Le sanzioni da parte di Stati Uniti ai vertici dell’esercito sono efficaci o rischiano di far scivolare il Myanmar nell’orbita cinese?
Bisogna vedere che tipo di sanzioni vogliono applicare, oltre a quelle che hanno già imposto. E che erano doverose per un Paese che si dichiara difensore dei diritti umani e la democrazia. C’è un gioco molto sottile tra la necessità di non alienarsi completamente il Paese, che avrebbe l’effetto di farlo scivolare nell’orbita Cinese, e dall’altro di mantenersi coerente con l’impostazione retorica che permea tutta la politica estera americana.

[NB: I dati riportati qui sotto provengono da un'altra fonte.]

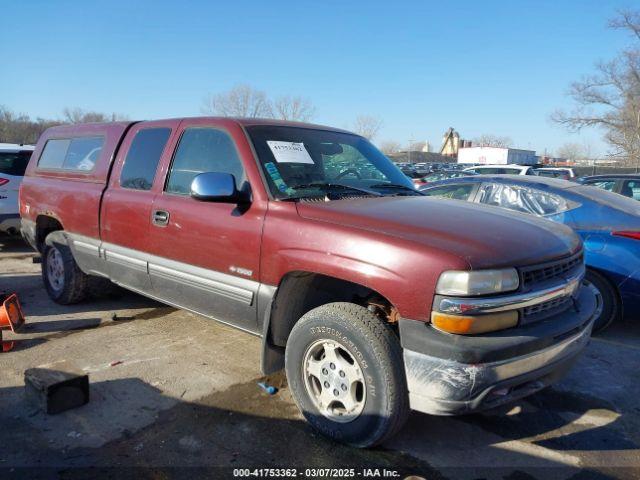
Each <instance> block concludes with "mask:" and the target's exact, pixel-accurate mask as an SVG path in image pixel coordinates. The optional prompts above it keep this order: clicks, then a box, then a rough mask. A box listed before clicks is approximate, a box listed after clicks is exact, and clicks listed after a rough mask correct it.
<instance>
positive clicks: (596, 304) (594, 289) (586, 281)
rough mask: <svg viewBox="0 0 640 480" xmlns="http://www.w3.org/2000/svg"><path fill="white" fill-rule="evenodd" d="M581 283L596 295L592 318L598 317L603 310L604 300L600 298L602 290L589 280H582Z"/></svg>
mask: <svg viewBox="0 0 640 480" xmlns="http://www.w3.org/2000/svg"><path fill="white" fill-rule="evenodd" d="M582 284H583V285H584V286H585V287H586V288H587V289H588V290H589V291H591V293H593V294H594V295H595V296H596V310H595V314H594V316H593V317H592V318H595V319H596V320H597V319H599V318H600V316H601V315H602V311H603V310H604V300H603V299H602V292H601V291H600V290H599V289H598V287H596V286H595V285H594V284H593V283H591V282H590V281H589V280H586V279H585V280H583V281H582Z"/></svg>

Poi, che questa sia sostanziale o meno è un altro discorso.
Quanto all’Ue, così come tutto l’occidente, ha incrementato le sue esportazioni e importazioni, garantisce al Myanmar un regime agevolato, come per tutti i paesi in via di sviluppo. Anche qui bisogna vedere se l’Unione deciderà di limitarsi a sanzionare i militari o se deciderà, invece, di bloccare questo regime di agevolazioni tariffarie. Questo avrebbe sicuramente un effetto sull’economia del Paese.
C’è però da dire che, dal punto di vista commerciale, finanziario e degli investimenti, il Paese è molto più legato all’Asia che non all’Occidente. Quindi dipenderà molto dal tipo di sanzioni che verranno applicate. Soprattutto Washington, anche perché è difficile che l’Ue prenda decisioni molto diverse da quelle americane.